Single crust Buttermilk Pie Dough
All-purpose flour, for rolling
1 ½ pounds plum tomatoes (about 5 to 6), sliced thinly, about ¼-inch rounds
1 teaspoon kosher salt
6 ounces freshly grated gruyere cheese
1 large garlic clove, finely grated
2 teaspoons chopped fresh thyme
Freshly ground black pepper
1 egg, beaten with 1 tablespoon water
1 tablespoon extra-virgin olive oil
Fresh basil, for garnish
Prepare the double pie crust recipe, which can be made in advance, save the other half for later or make 2 tomato tarts. If frozen, thaw overnight in the refrigerator. Let pie dough come to room temperature, about 5 minutes. On a lightly floured surface, roll out round disk to ¼-inch thickness. Keep dough moving and apply just enough flour to prevent it from sticking. Gently fold into quarters and transfer onto 10-inch tart pan. Carefully push the pastry into the corners and sides of the tart pan using the flat side of your index finger while avoiding stretching the dough. Use rolling pin to trim excess pastry, transfer excess to refrigerator for an optional decorative design.
Lay sliced tomatoes in a single layer on a prepared half sheet pan with paper towels, season with salt; set aside to drain excess water, about 10 minutes. Blot top of tomatoes just before using.
Place oven rack in middle with Baking Steel or a pizza stone and preheat oven to 400°F.
In a medium bowl, combine cheese, garlic, thyme and ½ teaspoon black pepper; spread cheese mixture evenly inside the tart shell. Place tomatoes in an overlapping design until the surface is covered.
Place the tart on a rimmed sheet pan and just before baking, lightly brush pastry with egg wash. Cover only the crust loosely with foil and bake directly on the Baking Steel or pizza stone. Bake for 10 minutes and remove the foil; continue baking until tomatoes are tender and crust is golden brown, about 20 minutes.
Transfer to a wire cooling rack for 15 minutes. Finish with drizzle of olive oil, cracked black pepper and chopped or torn fresh basil. Serve warm or at room temperature.
Leave crust plain, place in freezer until ready to use.
Using a butter knife, score edge of pastry on a diagonal all the way around.

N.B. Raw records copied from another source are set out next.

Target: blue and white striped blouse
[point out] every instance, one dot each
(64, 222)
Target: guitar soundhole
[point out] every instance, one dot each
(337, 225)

Place in freezer for 15 minutes or until ready to use.
Before freezing the tart pan, flatten the top rim of the pastry by pushing your thumb and index finger around the edges; chill in freezer. Roll chilled excess pastry to 1/8-inch thickness, cover both sides generously with flour and cut with pie cutters in various leaf shapes. Place leaves in a single layer on a rimmed sheet pan sprinkled with flour. Chill until frozen. Apply frozen pastry leaf cut outs with egg wash; partially cover the edge in a loose pattern of leaves or create a full wreath crown over the entire circumference. Place in freezer until ready to use.